(President Neil Kerwin) I’m Neil Kerwin, president of American University. As we enter the final phase of the fall semester, it’s a good time to provide an update on what the institution has accomplished over the past several months.
We’re in the third year of our strategic plan, and we’re making solid progress on each of our goals. The university has received important recognition in the past several months. US News and World Report ranked us number one in the country for internships. The Princeton Review ranks our career center among the best in the United States, and they placed us on their Green Honor Roll. And, once again, we’ve been named one of the United States’ most military friendly schools.
Prominent in our strategic plan is the development of our faculty. This fall, we welcomed 33 new members to the full-time faculty. They come from the finest doctoral and professional programs in the world, and they come to American University ready to advance their fields and better society.
(Shalini Ayyagari) I'm really excited about starting an ethnomusicology program in the performing arts department.
(Joseph Young) This is the epicenter for the study of violence and how our government can respond to it.
(President Neil Kerwin) Our exceptional faculty are receiving recognition nationally and receiving grants and contracts that support their work from some of the most significant funding sources in America. University provost Scott Bass received the Donald Kent Award from the Gerontological Society of America for his exceptional contributions and leadership to the field of gerontology.
David Culver, Environmental Sciences and Biology, was elected a fellow of the American Association for the Advancement of Science.
Dr. Kim Blankenship, chair of our Department of Sociology is leading a collaborative team, supported by NIH, in the study of HIV/AIDS.
And Ron Anderson, in Finance and Real Estate, was selected as one of the most influential scholars in the field of corporate governance.
As one of the most politically active campuses in America, we strive to bring individuals who deal with some of our most important issues.
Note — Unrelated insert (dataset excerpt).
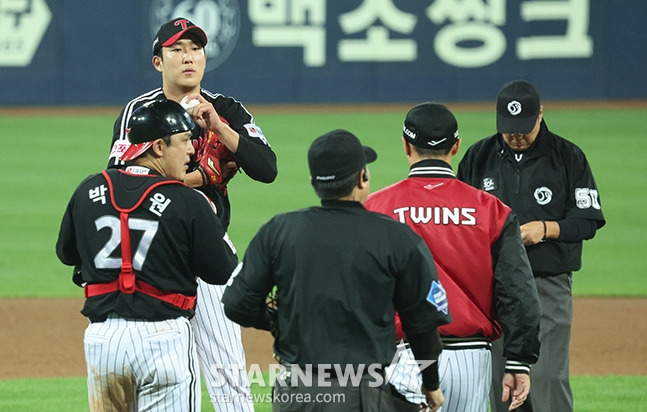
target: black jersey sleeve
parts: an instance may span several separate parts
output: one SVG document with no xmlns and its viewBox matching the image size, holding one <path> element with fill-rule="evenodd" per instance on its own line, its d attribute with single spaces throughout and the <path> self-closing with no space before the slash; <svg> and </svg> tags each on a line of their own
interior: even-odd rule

Renowned anthropologist Jane Goodall visited our campus as part of the United Nations International Day of Peace.
Secretary of Homeland Security Janet Napolitano came to the campus once again, this time to discuss immigration reform.
And John Legend performed and spoke to his commitment on education reform and the end of global poverty.
Our alumni continue to distinguish themselves and the university. At the President’s Circle Dinner, we honored Alan Fleischmann for his extraordinary contributions to the development of entrepreneurs worldwide and his ability to engage the global community.
This fall we also honored four outstanding alumni for their contributions and their ability to put their American University education to work: David Gregory, moderator of Meet the Press; Karen Bune, a victim specialist in the office of the state’s attorney for Prince George’s County; Brian Keane, the president of SmartPower and the former president of our alumni association; and Talila Lewis, a School of Public Affairs alumna and current student at the Washington College of Law, for her work in establishing a nonprofit organization that empowers deaf Americans.
Our radio station, WAMU, one of the nation’s leading public broadcasters, just celebrated its 50th anniversary.
Once again, this fall we welcomed strong entering classes. This year’s freshman class was one of the most accomplished and diverse in the university’s history. We’re looking forward to working with these young men and women as they develop as students and people over the coming years.
It’s been a full and exciting time at American University. I hope you’ll stay engaged and take full advantage of all this great university has to offer. I look forward to hearing from you, and I look forward to seeing you on campus very soon.